The scalability issue
Analysis of unstructured data, files and objects is required to discern patterns and gain actionable insights in a business’s operations and sales.
These patterns can be discovered through analytics and by developing and applying machine learning learning models. Very simply, the more data points in an analysis run, the better the resulting analysis or machine learning model.
It is a truism that object data scales more easily than file storage because it has a single flat address space whereas files exist in a file-folder structure. As the number of files and folders grow, the file access metadata also grows in size and complexity – and more so than object access metadata.
File storage is generally used for applications that need faster data access than object storage. Red Hat wants to demonstrate both the scalability of object storage in Ceph and its speed. The company has shown Ceph can scale to a billion objects and perform well at that level via metadata caching on NVMe SSDs.
However, Red Hat wants to go further and has commissioned the Evaluator Group to scale Ceph tenfold, to 10 billion objects, and see how it performed.
The benchmark setup
The Evaluator test set-up had six workload generating clients driving six object servers. Each pair of these accessed, in a split/shared-nothing configuration, a Seagate JBOD containing 106 x 16TB Exos nearline disk drives; 5PB of raw capacity in total spread across three storage JBODS.
Each object server had dual Xeon 18-core CL-6154 processors, 384GB of DRAM, six Intel DC P4610 NVMe 7.6TB write-optimised NAND SSDs for metadata caching, and 384GB of DRAM.
Ceph best practice recommends not exceeding 80 per cent capacity and so the system was sized to provide 4.5PB of usable Ceph capacity. Each 64KB object required about 10KB of metadata, meaning around 95TB of metadata for the total of 10 billion objects.
Test cycles
The Evaluator Group testers ran multiple test cycles, each performing PUTS to add to the object count, then GETS and, thirdly, a mixed workload test. The performance of each successive workload was measured to show the trends as object counts and capacity both increased.
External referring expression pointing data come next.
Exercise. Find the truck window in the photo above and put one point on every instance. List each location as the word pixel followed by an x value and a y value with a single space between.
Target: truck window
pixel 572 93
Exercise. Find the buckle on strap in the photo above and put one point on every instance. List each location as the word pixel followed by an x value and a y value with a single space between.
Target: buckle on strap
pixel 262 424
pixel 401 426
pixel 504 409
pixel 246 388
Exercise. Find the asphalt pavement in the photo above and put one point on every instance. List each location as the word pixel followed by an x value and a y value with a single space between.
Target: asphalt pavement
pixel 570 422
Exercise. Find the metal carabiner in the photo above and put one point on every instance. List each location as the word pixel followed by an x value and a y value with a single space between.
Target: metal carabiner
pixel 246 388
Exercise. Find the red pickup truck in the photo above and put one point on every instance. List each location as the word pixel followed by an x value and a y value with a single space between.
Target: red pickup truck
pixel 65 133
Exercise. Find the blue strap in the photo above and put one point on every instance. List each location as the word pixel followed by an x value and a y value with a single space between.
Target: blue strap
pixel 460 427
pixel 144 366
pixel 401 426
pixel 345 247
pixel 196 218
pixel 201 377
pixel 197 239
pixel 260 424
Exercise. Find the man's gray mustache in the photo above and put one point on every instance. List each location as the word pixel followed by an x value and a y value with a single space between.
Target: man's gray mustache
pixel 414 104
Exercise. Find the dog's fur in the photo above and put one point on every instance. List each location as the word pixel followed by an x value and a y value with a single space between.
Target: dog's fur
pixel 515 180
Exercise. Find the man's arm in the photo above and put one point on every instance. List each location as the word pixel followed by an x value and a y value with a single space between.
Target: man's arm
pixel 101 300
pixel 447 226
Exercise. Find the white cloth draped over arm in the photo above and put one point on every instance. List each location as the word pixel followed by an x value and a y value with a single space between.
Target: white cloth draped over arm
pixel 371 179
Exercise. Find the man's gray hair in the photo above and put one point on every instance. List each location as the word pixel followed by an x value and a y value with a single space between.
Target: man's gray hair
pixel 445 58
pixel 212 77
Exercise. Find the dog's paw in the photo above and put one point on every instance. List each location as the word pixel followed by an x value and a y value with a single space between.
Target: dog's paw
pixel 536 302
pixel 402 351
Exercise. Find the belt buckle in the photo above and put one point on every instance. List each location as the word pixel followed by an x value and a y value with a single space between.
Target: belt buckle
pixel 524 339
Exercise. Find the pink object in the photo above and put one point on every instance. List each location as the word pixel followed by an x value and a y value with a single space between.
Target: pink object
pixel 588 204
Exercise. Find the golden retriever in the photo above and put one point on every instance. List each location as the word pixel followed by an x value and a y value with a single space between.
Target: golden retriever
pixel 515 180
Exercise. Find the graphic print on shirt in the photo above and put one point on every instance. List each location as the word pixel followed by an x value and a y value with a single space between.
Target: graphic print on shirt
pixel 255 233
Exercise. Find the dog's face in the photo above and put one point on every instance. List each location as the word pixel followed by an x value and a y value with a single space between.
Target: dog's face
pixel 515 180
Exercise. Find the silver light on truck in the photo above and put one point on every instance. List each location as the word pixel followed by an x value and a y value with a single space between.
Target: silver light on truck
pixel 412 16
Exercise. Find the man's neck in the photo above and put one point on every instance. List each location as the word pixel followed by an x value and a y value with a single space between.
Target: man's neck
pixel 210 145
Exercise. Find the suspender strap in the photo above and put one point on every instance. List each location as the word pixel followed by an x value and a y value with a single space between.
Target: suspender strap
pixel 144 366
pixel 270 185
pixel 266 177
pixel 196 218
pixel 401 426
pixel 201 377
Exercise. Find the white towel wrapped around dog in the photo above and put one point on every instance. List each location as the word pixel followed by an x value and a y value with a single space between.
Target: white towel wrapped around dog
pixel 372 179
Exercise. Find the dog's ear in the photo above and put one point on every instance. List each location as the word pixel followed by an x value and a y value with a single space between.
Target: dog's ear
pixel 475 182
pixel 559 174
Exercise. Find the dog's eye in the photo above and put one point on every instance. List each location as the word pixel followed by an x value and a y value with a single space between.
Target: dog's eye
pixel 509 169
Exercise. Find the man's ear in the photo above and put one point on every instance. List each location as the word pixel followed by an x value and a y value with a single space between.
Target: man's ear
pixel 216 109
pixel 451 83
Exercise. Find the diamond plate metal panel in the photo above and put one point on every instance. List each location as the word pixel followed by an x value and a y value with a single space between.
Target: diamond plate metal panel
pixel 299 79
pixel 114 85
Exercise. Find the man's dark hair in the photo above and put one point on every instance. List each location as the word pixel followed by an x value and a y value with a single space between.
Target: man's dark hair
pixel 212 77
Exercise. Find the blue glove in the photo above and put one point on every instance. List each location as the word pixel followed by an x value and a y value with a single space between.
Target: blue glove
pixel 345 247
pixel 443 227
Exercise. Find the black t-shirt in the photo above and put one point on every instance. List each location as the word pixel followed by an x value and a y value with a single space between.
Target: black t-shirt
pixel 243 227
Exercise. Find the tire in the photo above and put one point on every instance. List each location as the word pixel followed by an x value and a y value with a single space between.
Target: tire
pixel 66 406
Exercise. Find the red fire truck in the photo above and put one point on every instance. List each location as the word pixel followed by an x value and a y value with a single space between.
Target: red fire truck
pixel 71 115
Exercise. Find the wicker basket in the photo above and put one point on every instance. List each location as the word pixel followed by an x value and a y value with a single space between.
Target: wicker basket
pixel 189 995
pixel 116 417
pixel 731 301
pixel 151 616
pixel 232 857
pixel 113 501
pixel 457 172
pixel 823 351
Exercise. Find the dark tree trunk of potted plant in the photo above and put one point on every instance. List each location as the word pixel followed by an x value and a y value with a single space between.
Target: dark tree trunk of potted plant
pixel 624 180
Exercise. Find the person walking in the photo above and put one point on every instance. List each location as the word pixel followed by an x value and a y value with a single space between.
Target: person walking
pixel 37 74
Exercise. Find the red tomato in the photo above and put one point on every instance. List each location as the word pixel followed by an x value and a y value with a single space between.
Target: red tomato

The measurements of GETs (reads) and PUTs (writes) performance showed a fairly linear pattern as the object count increased. PUT operations showed linear performance up to 8.8 billion objects; 80 per cent of the system’s usable Ceph capacity, and then dropped off slightly. GET operations showed a dip to a lower level around 5 million objects and a more pronounced decline after the 8.8 million objects level.
GET performance declined once the metadata cache capacity was exceeded (yellow line on chart) and the cluster’s usable capacity surpassed 80 pr cent of actual capacity. Once the cache’s capacity was surpassed the excess metadata had to be stored on disk drives, and accesses were consequently much slower.
Performance linearity at this level would requite a larger metadata cache.
The “deep scrubbing” dip on the chart occurred because a Ceph parameter set for deep scrubbing, to help with data consistency, came into operation at 500 million objects. Ceph was reconfigured to stop this.
The system exhibited nearly 2GB/s of sustained read throughput and more than 1GB/sec of sustained write throughput.
Larger objects
The Evaluator Group also tested how Ceph performed with up to 20 million 128MB objects. In this test the metadata cache capacity was not exceeded and performance was linear for reads and near-linear for writes as the object count increased;
There is less metadata with the smaller number of objects, meaning no spill over of metadata to disk. The GET and PUT performance lines are both linearish – ‘deterministic’ is the Evaluator Group’s term, with performance of 10GB/sec for both operation types.
Comment
Suppliers like Iguazio talk about operating at the trillion-plus file level. That’s extreme but today’s extremity is tomorrow’s normality in this time of massive data growth That suggests Red Hat will have keep going further to establish and then re-establish Ceph’s scalability credentials.
Next year we might see a 100 billion object test and, who knows, a trillion object test could follow some day.